# Wide and Deep Neural Network

### Introduction to Our Problem
There are literally tens of thousands of movies out there today. While some do great at the box office and bring in a lot of money, others flop making only a fraction compared to the top hits. What if we had a scientific way of accurately predicting how much revenue a movie would generate over its lifetime? Well, through machine learning we believe that we actually can!

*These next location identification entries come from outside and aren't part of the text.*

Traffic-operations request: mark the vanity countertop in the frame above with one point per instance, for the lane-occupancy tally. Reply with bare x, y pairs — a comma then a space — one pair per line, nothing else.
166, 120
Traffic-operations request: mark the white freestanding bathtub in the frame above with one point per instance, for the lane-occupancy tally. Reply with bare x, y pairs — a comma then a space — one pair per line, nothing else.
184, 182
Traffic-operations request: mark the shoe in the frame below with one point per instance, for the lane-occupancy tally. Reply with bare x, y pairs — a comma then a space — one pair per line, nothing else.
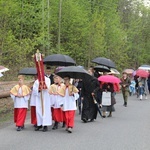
64, 124
23, 127
69, 130
45, 129
55, 126
91, 120
84, 120
38, 128
35, 126
19, 128
110, 115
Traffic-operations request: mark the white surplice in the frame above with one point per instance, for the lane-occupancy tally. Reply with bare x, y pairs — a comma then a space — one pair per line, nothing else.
46, 118
69, 102
20, 102
33, 99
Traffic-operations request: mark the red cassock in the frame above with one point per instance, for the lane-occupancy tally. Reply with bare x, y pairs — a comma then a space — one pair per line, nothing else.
58, 115
20, 116
40, 70
33, 115
69, 118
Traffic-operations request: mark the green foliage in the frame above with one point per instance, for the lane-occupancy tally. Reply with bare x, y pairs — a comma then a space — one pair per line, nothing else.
116, 29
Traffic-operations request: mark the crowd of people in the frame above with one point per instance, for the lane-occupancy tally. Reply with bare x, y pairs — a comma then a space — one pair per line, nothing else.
57, 103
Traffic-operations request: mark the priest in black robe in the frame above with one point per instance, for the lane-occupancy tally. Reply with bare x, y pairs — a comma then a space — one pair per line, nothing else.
90, 88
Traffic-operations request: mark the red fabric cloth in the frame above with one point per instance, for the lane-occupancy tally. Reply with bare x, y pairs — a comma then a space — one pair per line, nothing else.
116, 87
69, 118
52, 110
58, 115
20, 116
40, 71
33, 115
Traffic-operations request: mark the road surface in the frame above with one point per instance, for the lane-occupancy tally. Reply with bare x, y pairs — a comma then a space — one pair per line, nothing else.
128, 129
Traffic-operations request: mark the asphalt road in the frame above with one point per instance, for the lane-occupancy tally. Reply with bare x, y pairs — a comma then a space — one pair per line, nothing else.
128, 129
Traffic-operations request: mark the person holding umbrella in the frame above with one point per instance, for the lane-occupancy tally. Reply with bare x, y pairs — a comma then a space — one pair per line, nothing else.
108, 88
90, 88
68, 103
125, 83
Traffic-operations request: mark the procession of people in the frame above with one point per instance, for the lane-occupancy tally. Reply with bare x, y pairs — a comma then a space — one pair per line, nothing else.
54, 99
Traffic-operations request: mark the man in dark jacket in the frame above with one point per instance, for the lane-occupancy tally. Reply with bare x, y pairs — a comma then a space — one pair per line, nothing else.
90, 88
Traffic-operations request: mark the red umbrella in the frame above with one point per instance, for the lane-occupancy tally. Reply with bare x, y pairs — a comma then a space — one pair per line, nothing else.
129, 71
109, 79
142, 73
3, 69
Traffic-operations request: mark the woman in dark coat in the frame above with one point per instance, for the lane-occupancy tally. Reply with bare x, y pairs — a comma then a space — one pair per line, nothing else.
108, 87
89, 89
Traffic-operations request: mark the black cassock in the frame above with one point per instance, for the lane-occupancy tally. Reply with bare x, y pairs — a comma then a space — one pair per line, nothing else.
89, 109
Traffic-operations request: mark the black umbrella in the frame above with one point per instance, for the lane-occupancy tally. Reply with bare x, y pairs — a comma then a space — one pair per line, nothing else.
101, 68
59, 60
74, 72
28, 71
104, 61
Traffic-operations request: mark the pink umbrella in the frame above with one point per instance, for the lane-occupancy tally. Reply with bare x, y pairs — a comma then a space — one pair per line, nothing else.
3, 69
129, 71
142, 73
109, 79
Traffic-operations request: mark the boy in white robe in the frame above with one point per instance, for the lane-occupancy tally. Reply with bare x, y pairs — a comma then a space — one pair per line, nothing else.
69, 103
20, 94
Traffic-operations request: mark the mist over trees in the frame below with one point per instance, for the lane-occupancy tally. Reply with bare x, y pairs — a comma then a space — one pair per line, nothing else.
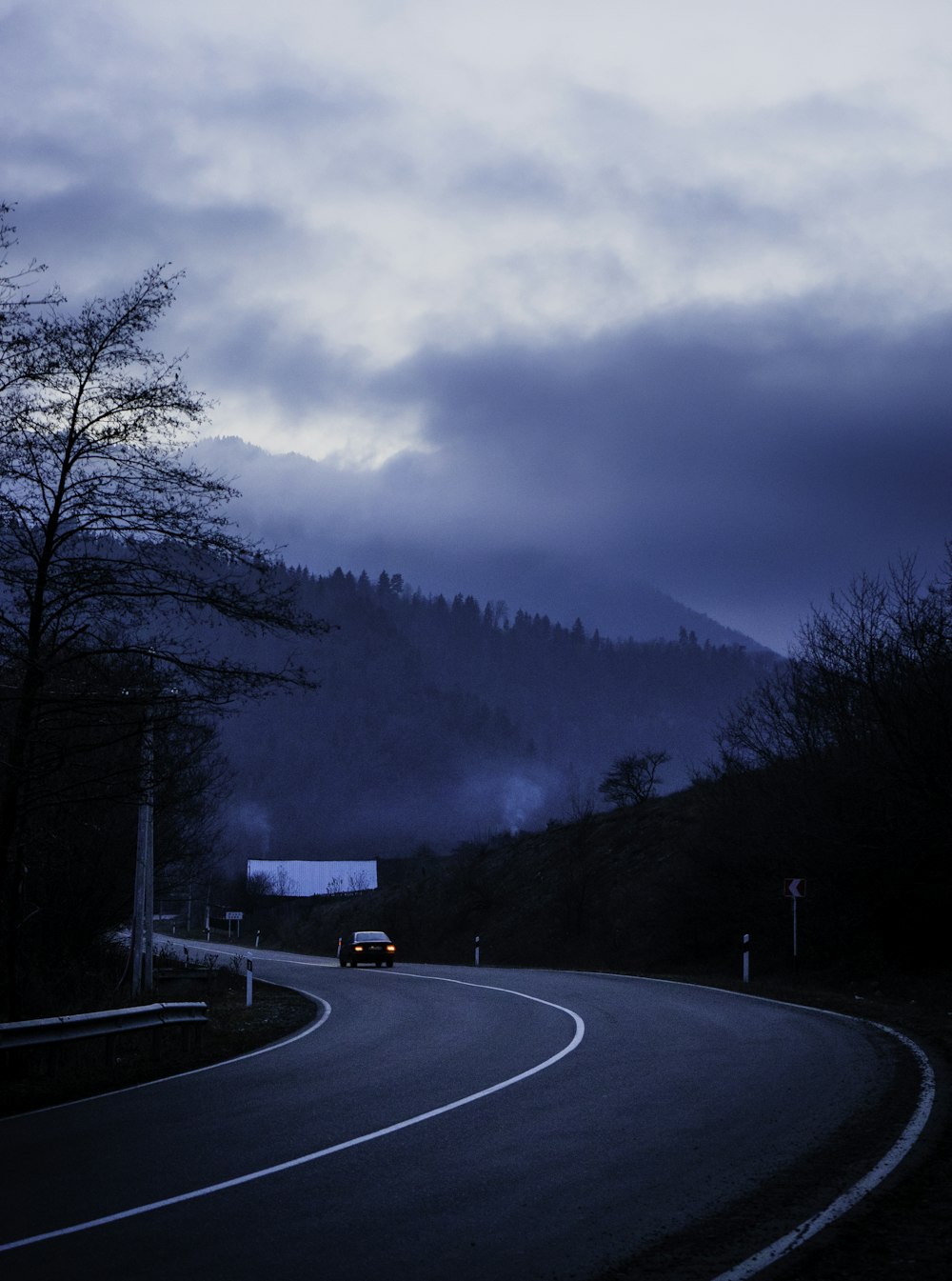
851, 742
445, 720
118, 569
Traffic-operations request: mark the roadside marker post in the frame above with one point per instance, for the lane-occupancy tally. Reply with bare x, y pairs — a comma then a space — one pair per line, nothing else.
795, 890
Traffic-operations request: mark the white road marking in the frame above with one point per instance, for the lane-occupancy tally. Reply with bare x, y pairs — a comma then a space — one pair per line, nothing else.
338, 1147
803, 1231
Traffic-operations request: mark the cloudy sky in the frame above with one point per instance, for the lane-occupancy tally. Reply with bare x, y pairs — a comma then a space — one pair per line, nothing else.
628, 290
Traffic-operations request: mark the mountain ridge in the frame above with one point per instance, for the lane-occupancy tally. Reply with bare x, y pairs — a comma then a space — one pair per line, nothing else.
318, 516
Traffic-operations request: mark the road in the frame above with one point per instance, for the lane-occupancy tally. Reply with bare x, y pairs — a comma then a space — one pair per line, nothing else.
436, 1121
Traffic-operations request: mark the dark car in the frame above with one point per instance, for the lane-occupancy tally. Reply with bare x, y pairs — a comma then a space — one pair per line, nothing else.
366, 947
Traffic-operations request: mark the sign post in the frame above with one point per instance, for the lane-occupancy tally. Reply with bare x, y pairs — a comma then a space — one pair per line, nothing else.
795, 890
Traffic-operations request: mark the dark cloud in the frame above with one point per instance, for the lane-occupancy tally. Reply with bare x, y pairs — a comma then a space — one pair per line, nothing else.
747, 460
745, 463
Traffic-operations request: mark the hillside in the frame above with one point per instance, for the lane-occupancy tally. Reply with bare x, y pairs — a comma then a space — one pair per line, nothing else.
438, 721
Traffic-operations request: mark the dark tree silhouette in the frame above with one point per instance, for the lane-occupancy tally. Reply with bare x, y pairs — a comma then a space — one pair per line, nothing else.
117, 552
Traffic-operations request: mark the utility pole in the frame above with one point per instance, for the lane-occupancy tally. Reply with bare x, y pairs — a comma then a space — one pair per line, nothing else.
143, 912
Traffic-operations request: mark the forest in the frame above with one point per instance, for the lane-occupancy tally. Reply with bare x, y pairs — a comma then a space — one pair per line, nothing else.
438, 721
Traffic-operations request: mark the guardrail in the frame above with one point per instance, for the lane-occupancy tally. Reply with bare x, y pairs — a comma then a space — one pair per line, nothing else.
107, 1022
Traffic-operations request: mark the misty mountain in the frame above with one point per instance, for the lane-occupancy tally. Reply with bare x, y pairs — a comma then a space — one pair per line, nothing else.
446, 720
322, 516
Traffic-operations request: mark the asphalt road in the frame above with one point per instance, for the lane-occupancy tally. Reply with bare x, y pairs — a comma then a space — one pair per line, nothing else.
440, 1122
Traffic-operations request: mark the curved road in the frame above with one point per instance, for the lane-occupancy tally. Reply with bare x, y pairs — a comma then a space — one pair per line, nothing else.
473, 1124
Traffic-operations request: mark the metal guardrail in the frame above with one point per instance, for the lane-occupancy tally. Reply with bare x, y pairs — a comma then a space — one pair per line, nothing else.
106, 1022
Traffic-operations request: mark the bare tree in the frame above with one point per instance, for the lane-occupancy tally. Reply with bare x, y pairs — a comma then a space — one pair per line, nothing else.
633, 779
117, 552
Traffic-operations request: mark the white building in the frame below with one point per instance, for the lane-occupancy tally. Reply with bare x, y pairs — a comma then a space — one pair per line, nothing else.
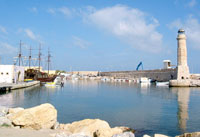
11, 74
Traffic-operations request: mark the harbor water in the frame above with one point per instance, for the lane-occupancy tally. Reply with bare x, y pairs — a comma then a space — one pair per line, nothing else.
146, 108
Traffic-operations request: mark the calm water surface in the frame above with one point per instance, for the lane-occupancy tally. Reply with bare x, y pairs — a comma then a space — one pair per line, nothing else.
148, 109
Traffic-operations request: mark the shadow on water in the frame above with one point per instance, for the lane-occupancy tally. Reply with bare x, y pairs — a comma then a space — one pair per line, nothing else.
146, 108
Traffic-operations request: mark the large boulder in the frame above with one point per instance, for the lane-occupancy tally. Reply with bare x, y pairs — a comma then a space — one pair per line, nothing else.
3, 111
5, 122
14, 110
39, 117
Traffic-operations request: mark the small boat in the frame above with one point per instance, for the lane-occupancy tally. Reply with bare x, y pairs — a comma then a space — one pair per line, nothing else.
162, 83
145, 80
56, 82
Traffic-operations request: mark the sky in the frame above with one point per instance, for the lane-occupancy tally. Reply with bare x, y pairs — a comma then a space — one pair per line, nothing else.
102, 35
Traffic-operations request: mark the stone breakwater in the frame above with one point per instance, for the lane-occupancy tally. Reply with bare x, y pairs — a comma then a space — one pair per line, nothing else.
45, 117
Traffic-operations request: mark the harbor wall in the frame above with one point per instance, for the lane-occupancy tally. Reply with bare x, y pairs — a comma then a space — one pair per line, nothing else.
157, 74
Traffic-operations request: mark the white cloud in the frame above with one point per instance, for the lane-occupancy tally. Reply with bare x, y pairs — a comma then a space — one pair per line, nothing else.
30, 34
192, 3
65, 11
80, 42
192, 28
129, 25
51, 11
34, 9
3, 29
7, 48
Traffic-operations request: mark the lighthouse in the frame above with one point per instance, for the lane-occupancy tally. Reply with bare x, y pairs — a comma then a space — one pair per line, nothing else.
182, 66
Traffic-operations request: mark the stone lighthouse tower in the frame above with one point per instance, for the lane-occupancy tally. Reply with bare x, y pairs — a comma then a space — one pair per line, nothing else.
182, 67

The dataset we are using is found on <a href="https://www.kaggle.com/deepmatrix/imdb-5000-movie-dataset">Kaggle</a>. It consists of 5000+ movies scraped from the review site IMDB. There is quite a bit of data recorded for each movie and so we had a lot to work with to try to predict the next big hit. The data was collected from web scraping IMDB using a python library called "scrappy" to collect all of the data below. The features recorded for each movie are: 

Basic Info:
- movie title
- color (black and white or color)	
- duration of the movie
- director name
- gross (total revenue)
- genres (a lits of different genres ascribed to the movie)
- number of faces in movie poster
- language of the movie
- country the movie was produced in
- content rating (G, PG, PG-13, R, NC-17)
- budget
- year of release
- aspect ratio
- name of the 3rd actor
- name of the 2nd actor
- name of the 1st actor

Facebook Info:
- number of director facebook likes
- number of facebook likes for the whole cast
- number of the movie's facebook likes
- number of the 3rd actor's facebook likes
- number of the 2nd actor's facebook likes
- number of the 1st actor's facebook likes

IMDB Specific Info:
- number of imdb users who rated the movie
- number of critical reviews for the movie
- number of users who left a review
- imdb score
- top plot keywords


With all of this data collected on so many movies, we hope to be able to use this to build out a combined wide and deep neural network  to accurately predict the financial success (measured in categories of gross revenue: low, low-mid, high-mid, and high) of a movie. We think that this could be a useful tool to anyone in the movie industry who is concerned with making a profit on their movie. It could also help a producer understand which of these features are the most important to an accurate prediction, what content rating is most important, how budget affects outcome, etc.


We believe that the algorithm would have to predict with a relatively low cost (under ~30) to be found useful by movie directors, producers, etc. 

### Data Pre-processing:
We made a number of changes to both the original csv obtained from kaggle before we loaded it and to the data once it was loaded in.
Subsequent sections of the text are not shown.